Tarif PPh 17 ayat (1) huruf a UU PPh adalah:


● Sampai Rp 50.000.000 = 5%
● Rp 50.000.000 – Rp 250.000.000 = 15%
● Rp 250.000.000 – Rp 500.000.000 = 25%
● Di atas Rp 500.000.000 = 30%
● Pembayaran angsuran PPh 25 untuk wajib pajak badan yaitu = Penghasilan Kena Pajak
(PKP) x 25% (Tarif Pasal 17 ayat (1) huruf b UU PPh).
Pajak penghasilan pasal 26

Menurut Undang-Undang Nomor 36 tahun 2008, PPh Pasal 26 adalah pajak penghasilan


yang dikenakan atas penghasilan yang diterima wajib pajak luar negeri dari Indonesia selain
bentuk usaha tetap (BUT) di Indonesia. PPh Pasal 26 merupakan pajak yang dikenakan atas
penghasilan yang diterima wajib pajak luar negeri dari Indonesia.
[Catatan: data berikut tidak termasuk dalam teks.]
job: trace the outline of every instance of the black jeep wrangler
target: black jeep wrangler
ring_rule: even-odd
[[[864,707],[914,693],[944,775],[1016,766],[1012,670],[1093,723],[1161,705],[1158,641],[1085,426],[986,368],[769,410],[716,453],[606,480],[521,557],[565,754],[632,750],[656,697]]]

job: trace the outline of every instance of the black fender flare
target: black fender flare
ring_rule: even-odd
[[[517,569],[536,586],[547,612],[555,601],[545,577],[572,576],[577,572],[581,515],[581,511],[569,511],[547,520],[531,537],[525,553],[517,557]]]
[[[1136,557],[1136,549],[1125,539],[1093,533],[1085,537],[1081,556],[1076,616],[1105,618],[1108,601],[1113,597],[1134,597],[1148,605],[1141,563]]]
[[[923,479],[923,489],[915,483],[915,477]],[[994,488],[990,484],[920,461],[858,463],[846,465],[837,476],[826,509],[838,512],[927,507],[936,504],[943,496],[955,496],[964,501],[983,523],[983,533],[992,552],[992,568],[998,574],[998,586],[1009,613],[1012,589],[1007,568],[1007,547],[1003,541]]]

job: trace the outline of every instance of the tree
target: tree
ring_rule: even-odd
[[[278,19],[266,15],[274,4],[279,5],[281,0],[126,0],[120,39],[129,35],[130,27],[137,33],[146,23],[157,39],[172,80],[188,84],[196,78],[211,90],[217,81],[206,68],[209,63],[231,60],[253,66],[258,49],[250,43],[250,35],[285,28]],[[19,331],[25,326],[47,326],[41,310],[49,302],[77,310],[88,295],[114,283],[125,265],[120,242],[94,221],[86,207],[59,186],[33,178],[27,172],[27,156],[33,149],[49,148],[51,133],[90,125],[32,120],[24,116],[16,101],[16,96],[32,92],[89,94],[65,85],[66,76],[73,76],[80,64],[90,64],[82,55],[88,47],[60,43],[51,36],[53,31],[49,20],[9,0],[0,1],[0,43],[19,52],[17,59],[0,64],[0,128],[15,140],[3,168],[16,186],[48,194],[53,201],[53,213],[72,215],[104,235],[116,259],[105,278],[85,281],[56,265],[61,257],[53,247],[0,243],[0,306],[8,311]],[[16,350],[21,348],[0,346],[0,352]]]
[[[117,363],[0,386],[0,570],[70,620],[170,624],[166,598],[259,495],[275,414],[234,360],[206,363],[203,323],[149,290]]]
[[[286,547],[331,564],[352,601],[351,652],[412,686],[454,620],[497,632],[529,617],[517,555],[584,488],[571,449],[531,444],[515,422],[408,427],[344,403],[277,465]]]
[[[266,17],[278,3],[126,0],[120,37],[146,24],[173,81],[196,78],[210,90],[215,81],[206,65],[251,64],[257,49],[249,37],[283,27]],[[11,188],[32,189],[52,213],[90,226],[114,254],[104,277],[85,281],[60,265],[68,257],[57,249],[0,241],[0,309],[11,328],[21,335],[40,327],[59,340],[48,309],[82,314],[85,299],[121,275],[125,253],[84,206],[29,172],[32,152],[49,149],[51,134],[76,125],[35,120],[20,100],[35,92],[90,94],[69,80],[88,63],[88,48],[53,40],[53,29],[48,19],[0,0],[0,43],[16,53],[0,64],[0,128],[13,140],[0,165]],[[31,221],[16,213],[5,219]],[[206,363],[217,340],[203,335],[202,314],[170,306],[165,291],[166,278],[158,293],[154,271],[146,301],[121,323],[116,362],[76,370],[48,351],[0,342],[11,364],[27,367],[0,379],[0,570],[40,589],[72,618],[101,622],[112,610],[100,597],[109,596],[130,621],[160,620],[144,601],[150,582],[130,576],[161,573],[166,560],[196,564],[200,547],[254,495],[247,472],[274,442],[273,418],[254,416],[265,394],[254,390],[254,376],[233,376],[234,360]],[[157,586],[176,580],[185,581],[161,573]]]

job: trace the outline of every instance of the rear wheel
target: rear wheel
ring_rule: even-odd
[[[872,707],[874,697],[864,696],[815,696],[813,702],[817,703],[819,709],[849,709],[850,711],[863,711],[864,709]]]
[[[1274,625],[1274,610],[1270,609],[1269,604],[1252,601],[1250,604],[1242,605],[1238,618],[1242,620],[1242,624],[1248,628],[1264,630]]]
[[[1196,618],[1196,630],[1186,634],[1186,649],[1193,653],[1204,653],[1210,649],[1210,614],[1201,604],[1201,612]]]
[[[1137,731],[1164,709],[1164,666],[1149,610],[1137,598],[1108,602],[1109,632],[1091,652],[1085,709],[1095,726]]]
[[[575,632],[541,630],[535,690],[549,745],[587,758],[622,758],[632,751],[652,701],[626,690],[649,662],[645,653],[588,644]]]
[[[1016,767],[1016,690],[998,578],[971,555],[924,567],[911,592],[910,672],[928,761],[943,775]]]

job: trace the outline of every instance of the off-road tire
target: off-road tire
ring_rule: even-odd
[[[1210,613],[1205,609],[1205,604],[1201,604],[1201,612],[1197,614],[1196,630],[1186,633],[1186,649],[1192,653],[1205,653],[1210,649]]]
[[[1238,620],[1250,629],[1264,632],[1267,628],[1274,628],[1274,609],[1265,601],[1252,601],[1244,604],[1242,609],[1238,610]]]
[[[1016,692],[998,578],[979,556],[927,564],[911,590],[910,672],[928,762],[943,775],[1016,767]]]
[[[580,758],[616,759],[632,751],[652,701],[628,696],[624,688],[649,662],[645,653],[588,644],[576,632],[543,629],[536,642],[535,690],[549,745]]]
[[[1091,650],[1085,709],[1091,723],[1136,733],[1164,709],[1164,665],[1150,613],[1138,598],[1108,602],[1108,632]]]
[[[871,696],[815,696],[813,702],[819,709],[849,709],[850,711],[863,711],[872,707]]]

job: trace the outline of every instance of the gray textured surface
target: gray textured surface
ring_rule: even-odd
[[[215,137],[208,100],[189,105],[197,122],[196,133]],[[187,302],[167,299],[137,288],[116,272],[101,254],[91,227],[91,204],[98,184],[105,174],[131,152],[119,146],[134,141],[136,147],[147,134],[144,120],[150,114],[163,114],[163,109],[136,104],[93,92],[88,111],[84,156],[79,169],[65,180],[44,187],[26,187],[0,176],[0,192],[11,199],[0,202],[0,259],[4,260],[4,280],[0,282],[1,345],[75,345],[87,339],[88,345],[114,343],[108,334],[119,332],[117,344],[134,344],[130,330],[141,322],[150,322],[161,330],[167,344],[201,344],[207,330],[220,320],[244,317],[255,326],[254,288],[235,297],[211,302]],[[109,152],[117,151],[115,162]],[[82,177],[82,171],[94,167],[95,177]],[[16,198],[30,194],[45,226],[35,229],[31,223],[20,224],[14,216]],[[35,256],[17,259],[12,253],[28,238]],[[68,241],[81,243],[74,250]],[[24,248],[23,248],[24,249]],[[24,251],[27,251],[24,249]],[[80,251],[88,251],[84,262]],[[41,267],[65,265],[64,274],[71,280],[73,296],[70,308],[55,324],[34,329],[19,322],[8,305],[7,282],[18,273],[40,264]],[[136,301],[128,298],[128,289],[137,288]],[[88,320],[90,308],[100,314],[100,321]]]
Bentuk penghasilannya
bisa berupa gaji, bunga, dividen, royalti dan sejenisnya.
Tarif untuk Pajak Penghasilan Pasal
26
Tarif 20% (final) atas jumlah bruto yang dikenakan atas:
● Dividen
● Bunga, termasuk premium, diskonto, insentif yang terkait dengan jaminan pembayaran
pinjaman
● Royalti, sewa, dan pendapatan lain yang terkait dengan penggunaan aset
● Insentif yang berkaitan dengan jasa, pekerjaan, dan kegiatan
● Hadiah dan penghargaan
● Pensiun dan pembayaran berkala
● Premi swap dan transaksi lindung lainnya
● Perolehan keuntungan dari penghapusan utang
Tarif 20% (final) dari laba bersih yang diharapkan dari:
● Pendapatan dari penjualan aset di Indonesia.
● Premi asuransi, premi reasuransi yang dibayarkan langsung maupun melalui pialang
kepada perusahaan asuransi di luar negeri.
● Tarif 20% (final) dari laba bersih yang diharapkan selama penjualan atau pengalihan
saham perusahaan antara perusahaan media atau perusahaan tujuan khusus yang
didirikan atau bertempat di negara yang memberikan perlindungan pajak yang memiliki
hubungan khusus untuk suatu entitas atau bentuk usaha tetap (BUT) didirikan di
Indonesia.
● Tarif 20% yang dipungut dari penghasilan kena pajak setelah dikurangi dengan pajak,
suatu bentuk usaha tetap (BUT) di Indonesia, kecuali penghasilan tersebut ditanamkan
kembali di Indonesia.
● Tingkat berdasarkan tax treaty (perjanjian pajak) yang dikenal sebagai JGI Penghindaran
Pajak berganda (P3B) antara Indonesia dan negara-negara lain yang berada dalam
perjanjian, mungkin berbeda satu sama lain. Tarif mereka biasanya mengurangi tingkat
dari tarif biasa 20%, dan beberapa mungkin memiliki tarif 0%.